The change we need and the change we seek will not take place overnight but we cannot wait forever. In the words of Anne Frank, “How wonderful it is that nobody need wait a single moment before starting to improve the world.” It is in the moments that the course of the world unfolds. How wonderful is it, then, that our lives contain so many moments!
I have come to realize that the women in my life have had a positive impact on my growth and my development through seemingly insignificant moments of time. A coworker who says, “You don’t seem okay. How can I help?” A student who takes the time to thank me for talking with her late in the evening. A professor who asks, “Why not?” when asked about a research idea.
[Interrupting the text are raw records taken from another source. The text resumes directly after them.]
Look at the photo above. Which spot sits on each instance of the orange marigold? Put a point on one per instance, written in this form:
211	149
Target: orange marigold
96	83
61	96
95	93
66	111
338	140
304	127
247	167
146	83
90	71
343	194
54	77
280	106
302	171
I could convey a thousand stories of a thousand moments, but the one that stands out to me today is that of a first-year university student who had just moved into his residence hall. He was nervous and excited to meet the other students on his floor; he did not see the mixed emotions of his parents who were about to say goodbye. He rushed through that interaction and quickly turned to other things, giving little thought to what his parents might be feeling.
Two weeks later, he called home and blurted out, “I want to come home. I hate it here.” His mom then betrayed him and said, “No. You can’t come home until Thanksgiving.” Surprised by this, he said, “I thought you were going to be there for me—always.” She said with a choking voice, “I am here for you. I love you and I have to go, honey.”
Little did he realize this would set him on a different course, a better course. Because it forced him to begin standing on his own two feet, to make friends, to learn how to make his way in the world. And that way would include joy and sadness and triumph and defeat and it would be blessed. Truly blessed.
When I talked to my mom about this years after, I asked her what made her say no. She told me that she knew I had to do it on my own. She said, “That was the most difficult thing I have ever had to do.”
I know the power of moments because I have experienced the power of moments. Individual women have given me so much:
-A woman gave birth to me, raised me, comforted me, sheltered me, and challenged me.
-A woman taught me how to read and write.
-A woman inspired me to study history.
-A woman encouraged me in the depth of my struggle with suicide.
-A woman mentored me during my master’s thesis process.
-A woman invited me to start running.
-A woman gave up so much so that I could have enough.
So I leave you with this:
Honor the moments in your life. Hold onto the moments as if they were all that mattered—because they’re all that do. Tell your loved ones that you love them.
Honor women in your life. Not just because they are your mothers, your sisters, or your partners, but because it’s the right thing to do.